Syria: US-backed SDF challenges Assad military threats | News | Al Jazeera

Syria: US-backed SDF challenges Assad military threats

SDF says Assad's threat of a military confrontation with the group will only bring more 'destruction'.

    Both the SDF and Russian-backed Syrian government troops are engaged in separate operations against ISIL [File: Reuters]
    Both the SDF and Russian-backed Syrian government troops are engaged in separate operations against ISIL [File: Reuters]

    Syrian Democratic Forces (SDF) has said a threat by President Bashar al-Assad to use force to recover the swath of northern and eastern Syria controlled by the group would not yield any results.

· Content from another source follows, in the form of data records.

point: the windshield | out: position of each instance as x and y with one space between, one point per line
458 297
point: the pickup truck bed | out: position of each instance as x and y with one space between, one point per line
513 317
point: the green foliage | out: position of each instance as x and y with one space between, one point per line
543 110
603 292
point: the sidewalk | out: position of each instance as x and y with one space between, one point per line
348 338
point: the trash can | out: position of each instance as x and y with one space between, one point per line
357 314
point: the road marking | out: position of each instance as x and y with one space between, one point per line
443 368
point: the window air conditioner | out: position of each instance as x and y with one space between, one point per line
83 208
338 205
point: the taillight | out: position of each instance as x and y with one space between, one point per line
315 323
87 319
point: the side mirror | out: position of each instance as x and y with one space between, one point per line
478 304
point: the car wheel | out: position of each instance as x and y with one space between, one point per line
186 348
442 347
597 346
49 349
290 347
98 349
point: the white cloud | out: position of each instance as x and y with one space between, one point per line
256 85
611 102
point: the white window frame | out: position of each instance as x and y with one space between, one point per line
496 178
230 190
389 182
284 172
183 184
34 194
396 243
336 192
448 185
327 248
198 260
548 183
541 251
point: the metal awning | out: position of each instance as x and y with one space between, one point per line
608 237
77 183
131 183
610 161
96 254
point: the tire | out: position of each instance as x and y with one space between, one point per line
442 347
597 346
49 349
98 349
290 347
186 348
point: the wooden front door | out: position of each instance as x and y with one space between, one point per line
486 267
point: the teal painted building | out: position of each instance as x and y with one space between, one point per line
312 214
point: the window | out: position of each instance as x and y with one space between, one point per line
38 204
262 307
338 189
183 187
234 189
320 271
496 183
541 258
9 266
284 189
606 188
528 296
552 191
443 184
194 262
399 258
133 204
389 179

    Military intervention is "not a solution that can lead to results," SDF spokesperson Kino Gabriel told Reuters News Agency on Thursday.

    "Any military solution, as far as the SDF is concerned, will lead to more losses and destruction and difficulties for the Syrian people," Kino said.

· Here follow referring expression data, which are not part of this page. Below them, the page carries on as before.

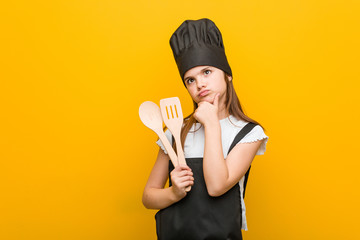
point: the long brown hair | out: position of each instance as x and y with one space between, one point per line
233 107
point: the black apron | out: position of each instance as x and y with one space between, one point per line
198 216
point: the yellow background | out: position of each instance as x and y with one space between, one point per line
74 155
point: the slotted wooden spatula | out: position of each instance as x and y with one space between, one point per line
150 115
173 118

    Earlier on Thursday, Assad warned in an interview with the broadcaster Russia Today that he would not hesitate to use force to reclaim the one-third of the country under SDF control, if negotiations fail.

    He also warned that the US should learn the lesson of Iraq and remove its troops from Syria.

    "The only problem left in Syria is the SDF," Assad said.

    "We're going to deal with it by two options," he said.

    "The first one: we started now opening doors for negotiations. Because the majority of them are Syrians, supposedly, they like their country, they don't like to be puppets to any foreigners," Assad said in English.

    "We have one option, to live with each other as Syrians. If not, we're going to resort ... to liberating those areas by force."

    Founded in 2015, the SDF says it is fighting to establish a democratic and federal Syria along the lines of the Rojava region in the north.

    Its makeup largely consists of Kurdish YPG fighters and smaller groups of Arab, Turkmen and Armenian fighters.

    Last year, the US began arming them before an offensive to recapture Raqqa, the former de facto capital of the Islamic State of Iraq and the Levant (ISIL, also known as ISIS).

    The Kurdish YPG and its allies have carved out autonomous regions in the north, and they now control nearly a quarter of Syria.

    Both the SDF and Russian-backed Syrian government troops are engaged in separate operations against ISIL in eastern Syria.

    Assad said a confrontation between Russia and US forces over Syria had been narrowly avoided "by the wisdom of the Russian leadership".